Bengals rookie quarterback Andy Dalton is the future starting quarterback. Everyone, except for the ever optimistic and hopeful Mike Brown parading Carson Palmer's return if that happens, accepts it. Is he the starting quarterback when the 2011 season begins? We're not so certain. And really, no one should know something like that until at the very least practices kick off and training camp begins.
But what are the pros and cons of starting Andy Dalton in the first week of the regular season.
- If the team doesn't sign a veteran free agent, then the most experienced quarterback on the team is Jordan Palmer, who has a career 34.4 passer rating in 15 career passing attempts in the NFL.
- Even if the team puts together a competition between Jordan and Dan LeFevour, there remains only 15 career pass attempts between them.
- Bengals will protect Dalton as best they can, pounding the football to try and keep him out of obvious long third down situations where the pass rush is the strongest.
- If he has a strong start early during his rookie season, it could establish confidence to push the Bengals competitively; whereas the team figures to rebuild, rather than win.

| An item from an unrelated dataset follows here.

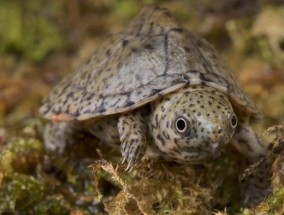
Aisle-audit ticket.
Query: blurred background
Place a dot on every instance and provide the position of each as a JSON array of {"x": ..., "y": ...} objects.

- He needs snaps. Experience goes a long way in the NFL and taking snaps, even in an tOSU quarterback rotation where a younger QB takes snaps on a single drive in the second quarter will help him gain that experience.
- Rookie quarterbacks rarely start the team's first game in the regular season and of those that do, play for stable teams. The Bengals have an entirely new offense to implement with a new core of starting wide receivers and a second-year slot receiver. There's too much instability for a rookie quarterback.
- If Dalton is shelled early during his rookie season, the team runs the risk of having another David Klingler on their hands, shellshocked into mediocrity due to poor pass protection.
- Growing pains early during his rookie season could quickly knock the Bengals out of games while he adjusts to the speed of the league and the overwhelming talent of defensive players in the secondary.
- The lockout is stalling rookie development because players can't work with coaches. With the Bengals implementing a new offensive philosophy, it could take Dalton a little longer simply because the lockout will prevent interaction with the coaches until the labor situation is resolved.
If the Bengals don't sign another veteran free agent quarterback, should the team start Andy Dalton or ease him in with Jordan Palmer or Dan LeFevour starting first?